3. Pass-Down Overhead
Passing a struct by pointer introduces ABI overhead (register pressure, stack spills), especially when the struct contains multiple fields.
4. SSOT Is Not Always Better
The SSOT pattern works well when there are many redundant computations across multiple code paths (e.g., Free-side Phase 19-6C). It fails when the original path already has efficient early exits.
Future Work
Alternative Approaches
- Inline Critical Functions: Ensure
tiny_c7_ultra_alloc,tiny_region_id_write_header, andunified_cache_pushare always inlined. - Branch Reduction: Remove branches from the hot path (e.g., combine
if (class_idx == 7 && c7_ultra_on)into a single check). - Profile-Guided Optimization (PGO): Use PGO to optimize branch prediction.

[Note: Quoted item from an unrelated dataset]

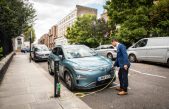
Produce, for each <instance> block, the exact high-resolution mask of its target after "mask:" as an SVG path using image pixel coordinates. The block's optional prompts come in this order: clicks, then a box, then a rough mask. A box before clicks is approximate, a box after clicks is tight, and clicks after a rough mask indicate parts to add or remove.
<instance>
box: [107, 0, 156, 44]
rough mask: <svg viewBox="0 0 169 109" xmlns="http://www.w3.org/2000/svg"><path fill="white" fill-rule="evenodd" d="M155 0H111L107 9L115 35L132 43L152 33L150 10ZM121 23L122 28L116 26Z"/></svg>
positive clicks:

- Direct Dispatch: For common class indices (C0-C3, C7), use direct dispatch instead of switch statements.
Related Phases
- Phase 19-6C (Free-side SSOT): Successful (+1.5%) due to many redundant computations.
- Phase 43 (Branch vs Store): Branch cost is higher than store cost in hot paths.
- Phase 40/41 (ASM Analysis): Focus on functions that are actually executed at runtime.
Box Theory Compliance
| Principle | Compliant? | Notes |
|---|---|---|
| Single Conversion Point | Yes | Entry point computes context once |
| Clear Boundaries | Yes | alloc_passdown_context_t defines the boundary |
| Reversible | Yes | ENV gate allows rollback |
| No Side Effects | Yes | Context is immutable after computation |
| Performance | No | -0.46% regression (NO-GO) |
Overall: Box Theory compliant, but performance non-compliant (NO-GO).